These are just suggestions, I'll let you be the judge to decide if you deserve to be out on the naughty list with other alternatives.
*DailyCupOfJoJo does not endorse or condone any of these behaviors.*
1. Leave him child support papers next to his milk and cookies.
Come on, he's taken plenty of pictures with your kids and he can't just talk the talk; he needs to own up to his actions.
2. Run over Rudolph.
Whether is dasher, dancer, prancer or vixen they are all pride and joys of the jolly 'ol man. Each one is an asset to the Christmas Eve traditions. Besides, he'll look great hanging in your living room.
3. Key Santas Sleigh
Seriously though, he parked on your roof. Do you know what kind of a tow truck you would have to get to get something like that down?! Just key his sleigh with some clever holiday phrase.

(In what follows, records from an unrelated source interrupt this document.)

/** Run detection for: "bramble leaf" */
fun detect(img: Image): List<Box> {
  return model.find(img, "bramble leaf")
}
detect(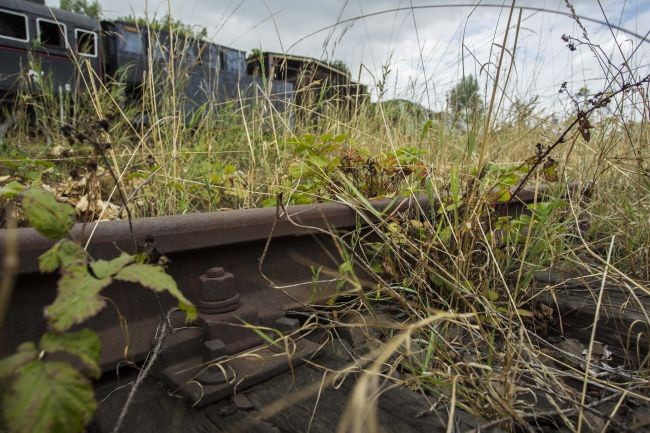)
[40,329,101,377]
[38,239,86,272]
[0,341,38,379]
[23,189,75,239]
[90,253,134,278]
[45,265,111,332]
[114,263,196,321]
[3,360,97,433]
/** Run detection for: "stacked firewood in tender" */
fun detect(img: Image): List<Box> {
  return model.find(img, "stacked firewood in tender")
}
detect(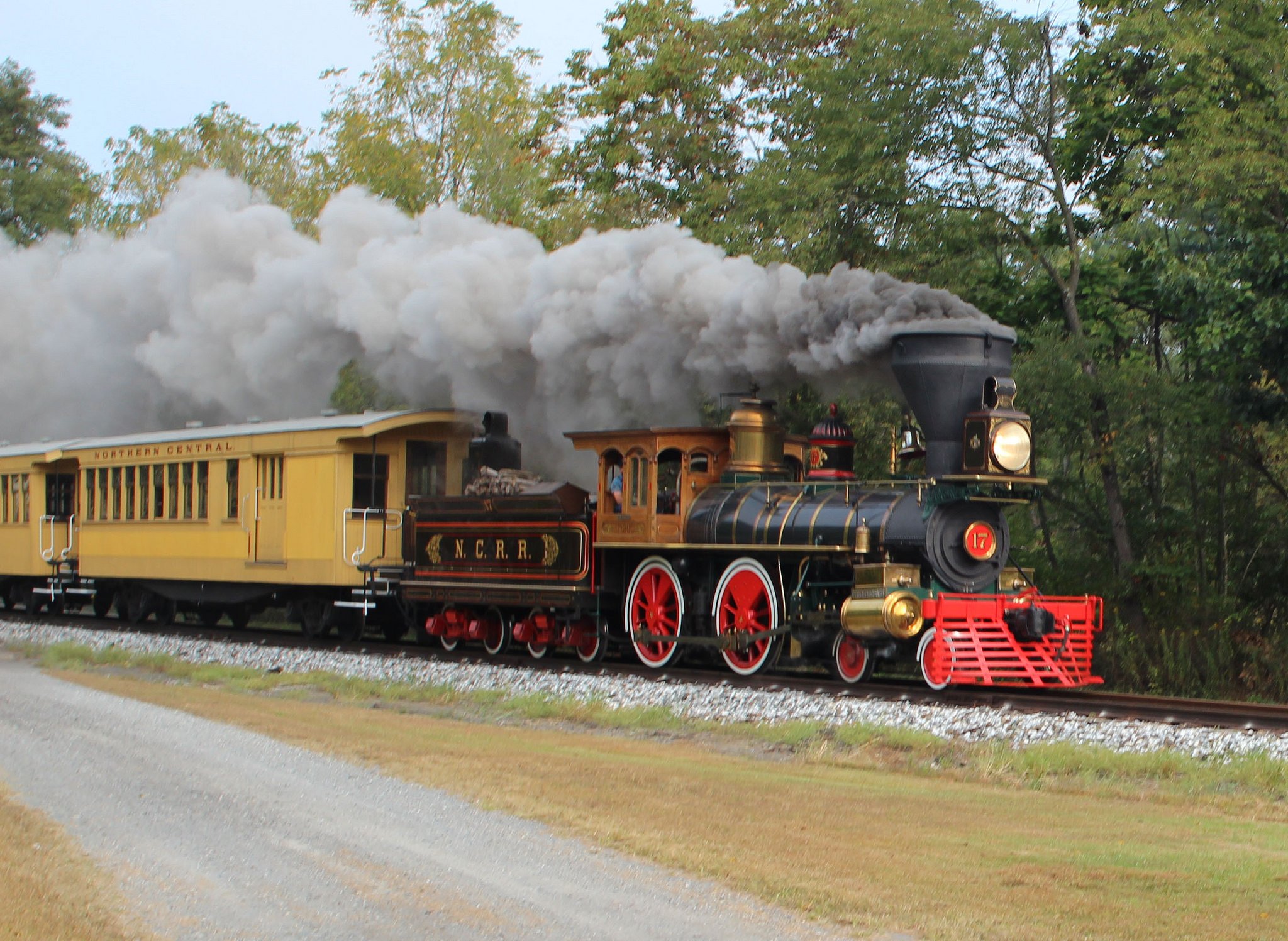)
[465,467,542,497]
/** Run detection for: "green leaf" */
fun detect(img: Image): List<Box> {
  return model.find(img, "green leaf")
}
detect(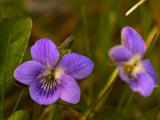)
[0,16,32,91]
[7,110,29,120]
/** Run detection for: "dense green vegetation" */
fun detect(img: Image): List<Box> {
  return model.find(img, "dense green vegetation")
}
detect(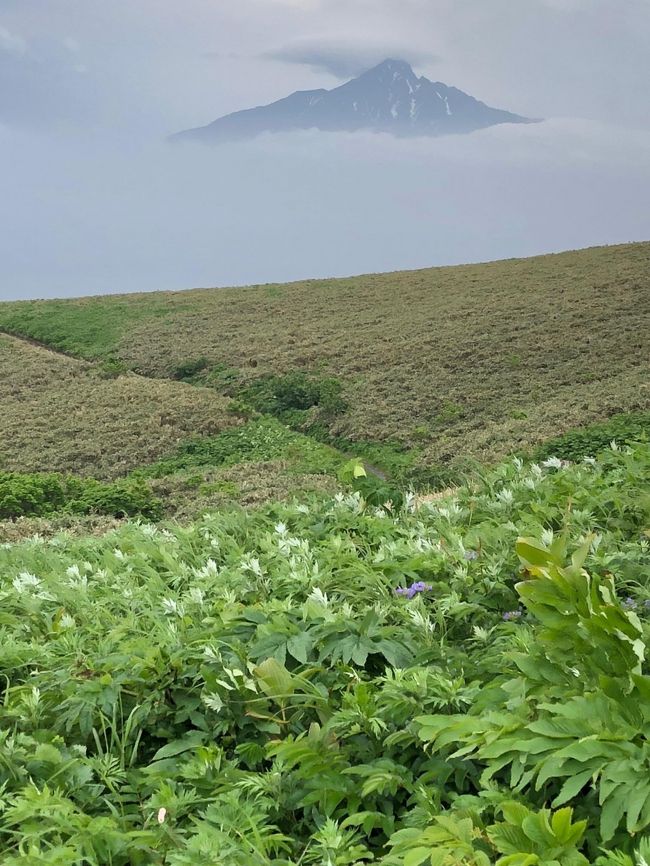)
[0,472,162,520]
[535,412,650,460]
[0,444,650,866]
[0,244,650,481]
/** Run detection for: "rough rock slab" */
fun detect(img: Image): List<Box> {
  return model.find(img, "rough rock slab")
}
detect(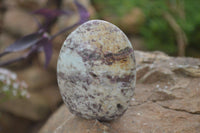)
[39,51,200,133]
[0,87,61,121]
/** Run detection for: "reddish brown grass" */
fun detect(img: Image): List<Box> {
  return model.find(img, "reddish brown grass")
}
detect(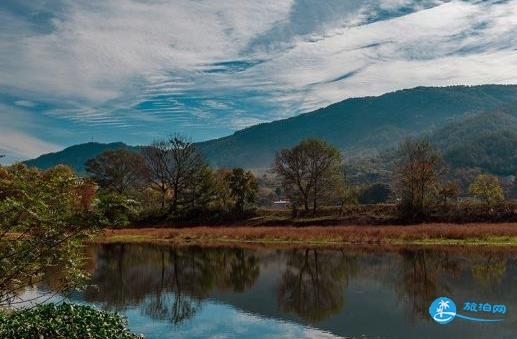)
[100,223,517,243]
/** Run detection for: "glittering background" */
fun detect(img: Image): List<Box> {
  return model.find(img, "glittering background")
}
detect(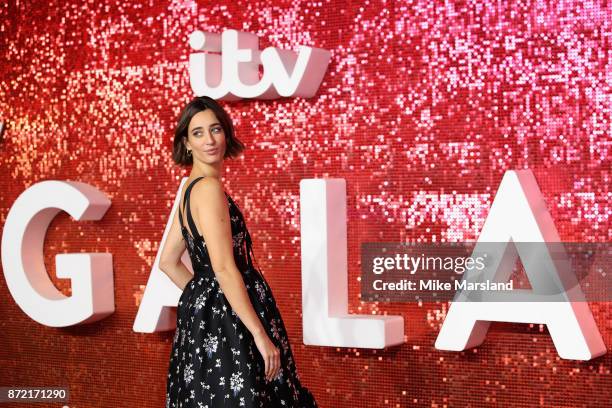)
[0,1,612,408]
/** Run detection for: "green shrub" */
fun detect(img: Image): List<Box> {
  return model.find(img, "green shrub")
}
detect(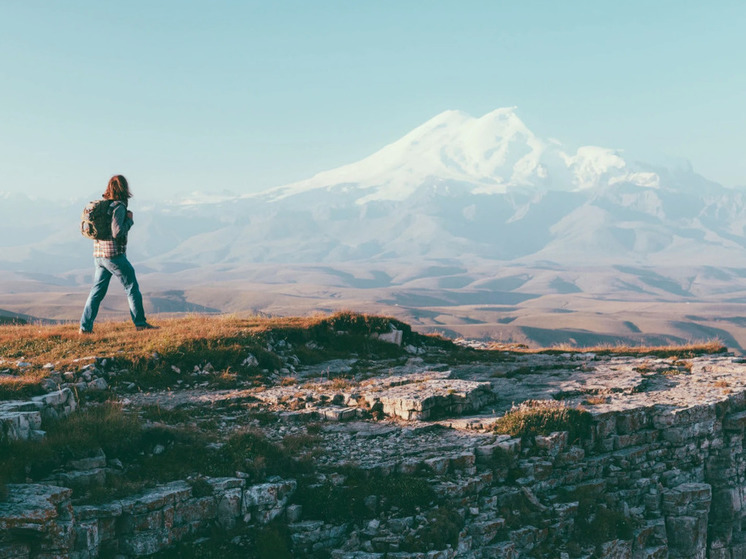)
[494,400,593,441]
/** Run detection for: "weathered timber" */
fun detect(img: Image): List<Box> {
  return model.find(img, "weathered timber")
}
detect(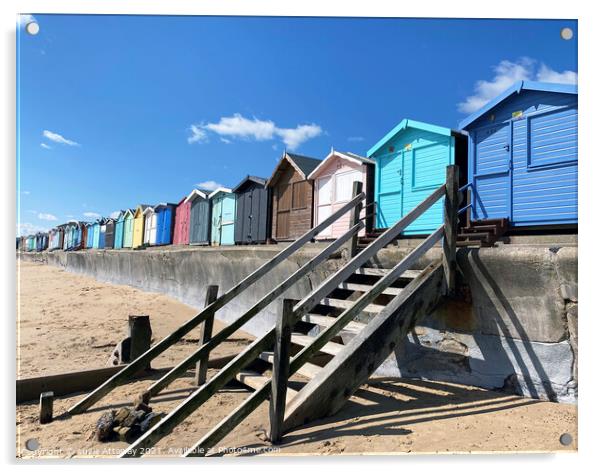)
[443,165,460,294]
[194,284,219,386]
[144,222,363,399]
[183,226,443,456]
[347,181,362,259]
[339,282,403,296]
[40,391,53,424]
[270,299,295,443]
[284,263,446,432]
[67,192,366,415]
[16,362,234,404]
[295,185,445,317]
[128,315,153,369]
[120,329,275,458]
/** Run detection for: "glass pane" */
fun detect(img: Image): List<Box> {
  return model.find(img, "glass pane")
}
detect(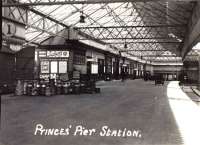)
[91,64,98,74]
[59,61,67,73]
[41,61,49,73]
[51,61,58,73]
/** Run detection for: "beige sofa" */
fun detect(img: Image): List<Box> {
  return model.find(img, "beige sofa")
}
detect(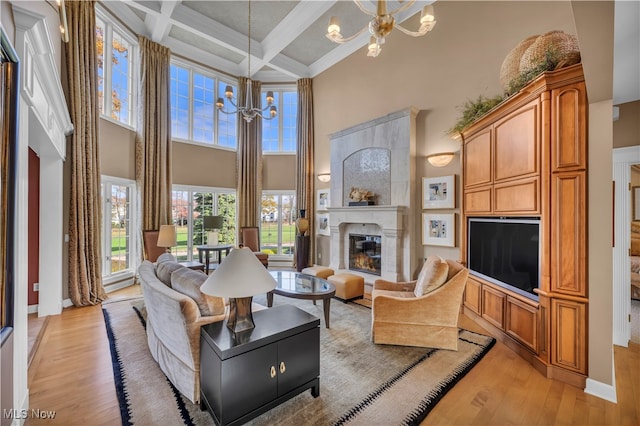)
[138,254,225,404]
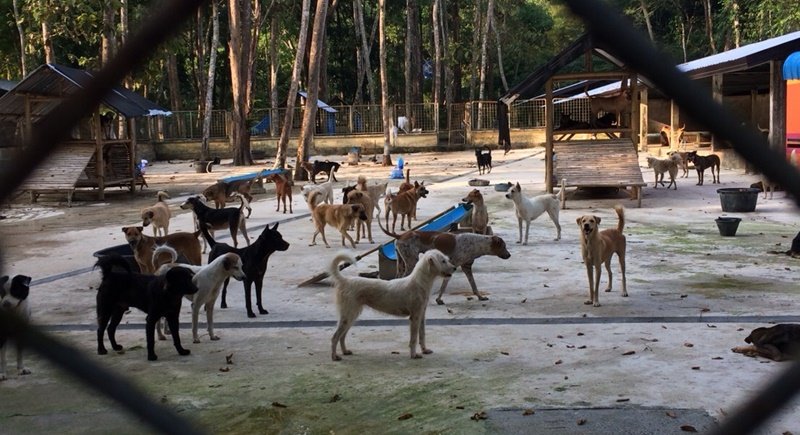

4. Discuss your wish list with Mrs. Claus... over a nice candlelit dinner.
Santa won't be home on Christmas Wve. Why not go and see who keeps Mr. Jolly so cheery tgroughout the year
5. Give santa the lump of coal he gave you last year.
He might need it. I'm sure his sleigh only gets like 7 houses to the gallon. He can burn it for fossil fuels.
6. Pants him.
This is an oldie but a goodie. It's always entertaining when the big man in red is caught with his britches by his ankles.
7. Spam his email with E-Christmas cards of your dancing face.
Show him and the little kiddies whose boss. It pays to know how to control technology in this day in age.